Would he vote for McCain? No – and partly for the same reasons I wouldn’t. We need to shake the carpet in Washington, and changing parties seems like a good way to do things. What, exactly, does McCain stand for except the war (where my friend and I disagree on our views of his stance)? Seriously – neither of us could articulate a clear vision of what McCain believes other than no taxes and fighting Islamic radicals. McCain’s energy policy is as much a muddle as Obama’s (pandering with his gas tax holiday). Will he be crushed if McCain wins? No – just as I won’t be.

Could Obama lose his vote? Possibly – possibly easier than he could lose mine. And that’s not good.

What my friend is looking for is some clear foundation under Obama’s positions, other than “elect me”. What I’m looking for is some narrative arc from the master speechmaker that will tie his dazzling constellation of positions into one coherent view of who Obama was and who he has become and why. We’d both like to see the townhall debates that Obama is blowing off happen – because we both believe enough in Obama to think that by revealing more of himself, he’ll win over doubtful voters like my friend.

So – if any Obama speechwriters happen to be reading this – your work is cut out for you.

We headed off home to change and then up to a mansion overlooking the Pacific not too far from our much more modest home. Valets took our car, we were served fresh lemonade and excellent wine on a terrace overlooking the sea, and nibbled on good cheese and fruit while we mingled with the crowd and chatted. I ran into an old dear friend from my Venice days, who I was kind of surprised to see here – she’s a conservative Republican who supports this one candidate – and we chatted and caught up. While we did two friends of hers joined our circle – a prosperously-dressed couple in their early 60’s. He apparently owns an art gallery in West LA and his wife is involved in real estate – pretty archetypical for high-end California Democrats.

We chatted a little bit about the elections, and I mentioned our breakfast that morning and expressed concern that the election was going to be damn close, and that Obama could easily lose. Gallery Guy commented that the only way Obama might lose is because of the stupidity of the typical working class voter.

Years ago, I might have laughed that off, or told a joke about Swing Vote, or ignored it.

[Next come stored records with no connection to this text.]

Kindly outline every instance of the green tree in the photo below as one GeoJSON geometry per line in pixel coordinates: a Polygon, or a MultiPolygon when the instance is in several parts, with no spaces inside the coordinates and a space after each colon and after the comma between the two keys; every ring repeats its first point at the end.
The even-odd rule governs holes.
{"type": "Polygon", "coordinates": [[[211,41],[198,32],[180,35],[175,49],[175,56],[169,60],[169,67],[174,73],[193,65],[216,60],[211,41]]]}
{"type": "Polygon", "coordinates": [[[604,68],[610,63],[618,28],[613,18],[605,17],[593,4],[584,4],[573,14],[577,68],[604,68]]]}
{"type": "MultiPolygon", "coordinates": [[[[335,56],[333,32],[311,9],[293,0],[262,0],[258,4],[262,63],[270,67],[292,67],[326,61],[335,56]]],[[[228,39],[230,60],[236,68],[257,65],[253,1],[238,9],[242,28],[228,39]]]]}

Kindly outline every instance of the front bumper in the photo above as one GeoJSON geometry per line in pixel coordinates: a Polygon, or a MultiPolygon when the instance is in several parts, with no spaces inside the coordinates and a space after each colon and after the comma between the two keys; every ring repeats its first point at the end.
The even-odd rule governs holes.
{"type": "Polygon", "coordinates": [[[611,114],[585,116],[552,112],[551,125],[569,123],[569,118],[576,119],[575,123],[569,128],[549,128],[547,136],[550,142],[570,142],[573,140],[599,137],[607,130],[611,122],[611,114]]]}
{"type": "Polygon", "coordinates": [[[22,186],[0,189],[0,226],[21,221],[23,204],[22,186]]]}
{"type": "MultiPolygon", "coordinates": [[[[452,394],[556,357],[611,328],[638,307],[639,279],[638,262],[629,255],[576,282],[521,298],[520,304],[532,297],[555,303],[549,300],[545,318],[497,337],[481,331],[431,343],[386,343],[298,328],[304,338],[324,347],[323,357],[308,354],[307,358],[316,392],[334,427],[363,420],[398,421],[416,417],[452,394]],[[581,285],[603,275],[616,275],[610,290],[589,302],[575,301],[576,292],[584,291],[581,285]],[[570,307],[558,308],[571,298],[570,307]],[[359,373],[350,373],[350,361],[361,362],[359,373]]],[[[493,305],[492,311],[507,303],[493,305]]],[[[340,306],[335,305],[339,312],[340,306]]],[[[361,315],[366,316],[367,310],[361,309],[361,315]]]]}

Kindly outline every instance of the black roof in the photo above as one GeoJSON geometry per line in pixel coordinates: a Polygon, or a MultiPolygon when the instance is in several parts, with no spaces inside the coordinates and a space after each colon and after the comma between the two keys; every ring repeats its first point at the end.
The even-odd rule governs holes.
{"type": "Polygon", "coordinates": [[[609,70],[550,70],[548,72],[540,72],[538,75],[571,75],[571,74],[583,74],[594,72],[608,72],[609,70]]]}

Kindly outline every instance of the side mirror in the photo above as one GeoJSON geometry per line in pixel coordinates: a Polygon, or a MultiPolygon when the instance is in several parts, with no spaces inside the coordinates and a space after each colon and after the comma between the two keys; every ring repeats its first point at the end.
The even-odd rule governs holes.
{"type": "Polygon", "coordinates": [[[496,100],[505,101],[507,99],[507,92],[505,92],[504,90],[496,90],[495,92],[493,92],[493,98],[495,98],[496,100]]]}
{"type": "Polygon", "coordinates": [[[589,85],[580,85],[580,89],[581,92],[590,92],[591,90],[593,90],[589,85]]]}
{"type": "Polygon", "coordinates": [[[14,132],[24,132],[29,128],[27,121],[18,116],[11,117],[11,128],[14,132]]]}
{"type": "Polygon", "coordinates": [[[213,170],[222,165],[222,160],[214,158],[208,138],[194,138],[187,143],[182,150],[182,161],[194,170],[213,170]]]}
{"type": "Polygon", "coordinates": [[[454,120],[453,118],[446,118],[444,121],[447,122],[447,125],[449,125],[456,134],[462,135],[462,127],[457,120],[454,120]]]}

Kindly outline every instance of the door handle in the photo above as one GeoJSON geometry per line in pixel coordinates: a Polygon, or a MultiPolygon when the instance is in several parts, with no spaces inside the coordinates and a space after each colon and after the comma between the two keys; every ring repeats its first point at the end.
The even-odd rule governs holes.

Not so much any more. I replied that he was wrong as a matter of fact and morality, that his position was dangerous to the Democratic Party, and that it was personally offensive to hear him belittle people who couldn’t afford houses like the one we were standing in. A quick discussion ensued, and he was pretty pissed off by the end of it and stormed away – glaring at me from time to time for the balance of the event.

It’s funny how irascible pacifists seem to be, isn’t it?

I’m stocking up on popcorn. It’s going to wild for the next three months.

Swing Vote

Just had a delightful evening. (Yes, the BBQ at Phillip’s is the best in town, in case you were wondering. We went to the new one on Adams and Crenshaw where they kind of sort of have seats in the parking lot.)

We went and saw Swing Vote in a half-empty theater in Culver City.

I’m going to make it my mission to start filling those seats, because I thought it was one of the most delightful and important movies I’ve seen this year. Yes, I saw and loved Batman and Wall-E – and The Band’s Visit.

But I think this movie was made for me, the guy who loves America because a nation full of Bud Johnsons gets to pick the President. And who believes that given the opportunity, most people will do the right thing – as both Presidential candidates, Bud, and a host of other characters in the movie finally do.

Yes, it’s Capra-esque and that’s a mine that has been well worked since the master laid down his tools. And no, it isn’t incisive or brilliantly sharp. But you know, when the form works, it works. And this movie works and sells you on the possibility of goodness. I’m kind of tired of movies that revel in denying goodness and work to crush it wherever it might be found. The movie is a valentine to the America we all can – and should – love, and no one ought to reject a Valentine.